New issue
Advanced search Search tips

Issue 603407 link

Starred by 1 user

Issue metadata

Status: WontFix
Owner:
Closed: May 2016
Cc:
Components:
EstimatedDays: ----
NextAction: ----
OS: Android , Chrome
Pri: 3
Type: Bug



Sign in to add a comment

GPU process spends large amount of GPU rasterization time in redundant MakeCurrent state restoring when using virtualized GL contexts

Project Member Reported by kkinnu...@nvidia.com, Apr 14 2016

Issue description

GPU process spends large amount of time in MakeCurrent state restoring when using virtualized GL contexts. Often this state restore is redundant for GPU rasterization, as Skia resets its expected GL state for each tile.

Biggest bottleneck is binding the framebuffer. While optimized, it is a rather expensive operation in GL drivers.

The MakeCurrent is called always when command buffer starts to execute the command stream or when command buffer runs "idle work" callbacks.

The MakeCurrent of virtualized GL contexts changes the real GL state to match what's stored in ContextState.

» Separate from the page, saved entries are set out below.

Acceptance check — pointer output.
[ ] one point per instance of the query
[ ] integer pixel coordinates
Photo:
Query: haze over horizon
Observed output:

Considering the case of CommandBufferStub::PerformWork running MakeCurrent:
The task runs decoder idle work callbacks. These callbacks do the readpixels finishing and inspect the running queries. Most of the restored state is not needed.


Considering the case of GPU rasterization:
When the Skia calls start to execute in the GPU process, CommandBufferStub will call MakeCurrent on the context and first reset all GL state. 

Since GrContext::resetContext is called before each tile, Skia will reset its internal state to GL, overwriting the state that MakeCurrent just set.

Even if this would not be called, the first thing Skia would do is to bind the framebuffer that is associated to the Skia render target of the tile to be rendered to.

If the GL state caching could be somehow changed in decoder, one could potentially not write the redundant state.

Attaching a report of a case of GPU rasterizing a testcase that triggers MSAA codepath, such as the tiger svg replicated 4 times. The testcase can update 31 FPS on this Android device. The MSAA problem described in  bug 594928  is fixed for this run.

Attached is a picture of sampling profiler run on Android. You can observe that BindFramebuffer consumes 8% of the runtime. Not all of this can be removed, but maybe some can.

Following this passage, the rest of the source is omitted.